Thomas Raddall Selected Correspondence: An Electronic Edition


About the electronic version

Copyright 2000. Dalhousie University.

PRINT SOURCE: Thomas Raddall Fonds, Correspondence. From Thomas Raddall to Mr. Berton E. Robinson, 9 March 1971. MS-2-202 47.13.

Subject Headings

Summary

In a letter to Berton Robinson of the Nova Scotia Department of Education, T. H. Raddall indicates his willingness to take part in a summer school course proposed by Robinson. To assist Robinson in his course preparation, Raddall gives a brief overview of his goals in writing The Nymph and the Lamp, how he had based the plot on a composite of actual people and events, the negative reaction his story had received initially from his publishers, and an account of the book's popularity nationally and internationally.


March 9,1971

Mr. Berton E. Robinson,
University Grants Committee,
5413 Spring Garden Road,
Halifax,N.S.


Dear Bert:
     Regarding your letter of February 24th.

     I would be willing to come to Halifax in July or
early August, for a meeting with Callaghan and MacLennan,1 and
your Summer School class, if you can arrange it. Dec. 1971
Nothing came of this.


     About The Nymph and The Lamp. My intention in writing
the novel was simply to tell a story, a love story if you like,
in which a man's faith in duty, as well as his love for her,
eventually wakened those qualities in herself. The background
of Sable Island was very familiar to me,2 and important to the
story. Most of the characters were drawn from real people,
on various stations like Sable (the shooting accident actually
happened on a lonely station in Labrador) and I assembled them
in the Sable Island scene for the purposes of my story. In the
young operator named Jim Sargent you have a small portrait of
the author as a very young man.

     When I proposed to write this novel, my publishers
were horrified. I had written three historical novels with
some success in the market and with the critics, and they urged
me to keep on with costume pieces. Publishers like to have all
their authors in neat little pigeonholes, of course. To jump
into a contemporary novel, or at any rate a novel pitched
in my own lifetime, moreover a novel involving a love affair
between a middleaged man and a not-very-beautiful virgin nearing
the dreadful age of thirty, seemed utter madness to the publishers.
They wouldn't give me a contract for it, and I had to finance
myself (and support my wife and children) during the whole period
from November 1948 when I started the book, to April 1950 when
I finished it.

     It proved to be my most successful book, not only with
the critics, but with the public. It has been printed in various
English editions in Canada, Britain, and the U.S., and in every
European language west of the Iron Curtain. To the end of 1970
it had sold 682,410 copies (323,982 hardbacks, 358,428 softbacks)
and it has appeared in radio and TV plays3 in Canada, Britain and
the U.S. At the present time it is under option to a Hollywood
group for movie production, but as you know an option is only
a tentative thing.
Sincerely,












Annotations

1. Berton Robinson, teacher and sometime writer, had proposed a NS Summer School course on the modern novel, using The Nymph and the Lamp as a text. Morley Callaghan (1903-1990), prolific Toronto novelist, short story writer, and broadcaster, is now perhaps best known for The Loved and the Lost (Toronto: Macmillan, 1951), for which he won the Governor-General's award for fiction. Hugh MacLennan (1907-1990), novelist, essayist, scholar, and winner of five Governor-General's awards, taught English literature at McGill University from 1951 to 1979, when he retired as professor emeritus.

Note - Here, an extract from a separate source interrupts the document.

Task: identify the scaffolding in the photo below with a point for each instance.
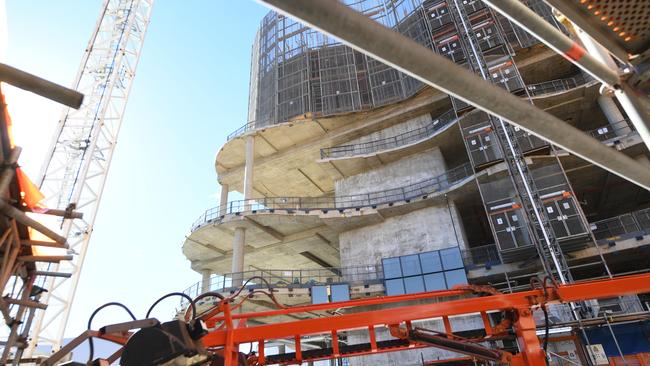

2. From April 1921 to May 1922 THR was assigned to Sable Island as a wireless operator by his employer, the Canadian Marconi Wireless Telegraph Company. See his memoir In My Time 96-113.

3. The Nymph and the Lamp was first broadcast as a radio play by the British Broadcasting Corporation in 1952 and subsequently, in 1964, by the Canadian Broadcasting Corporation. The television adaptation, starring Robert Preston and Margaret Sullivan, was broadcast by the Columbia Broadcasting System in 1952.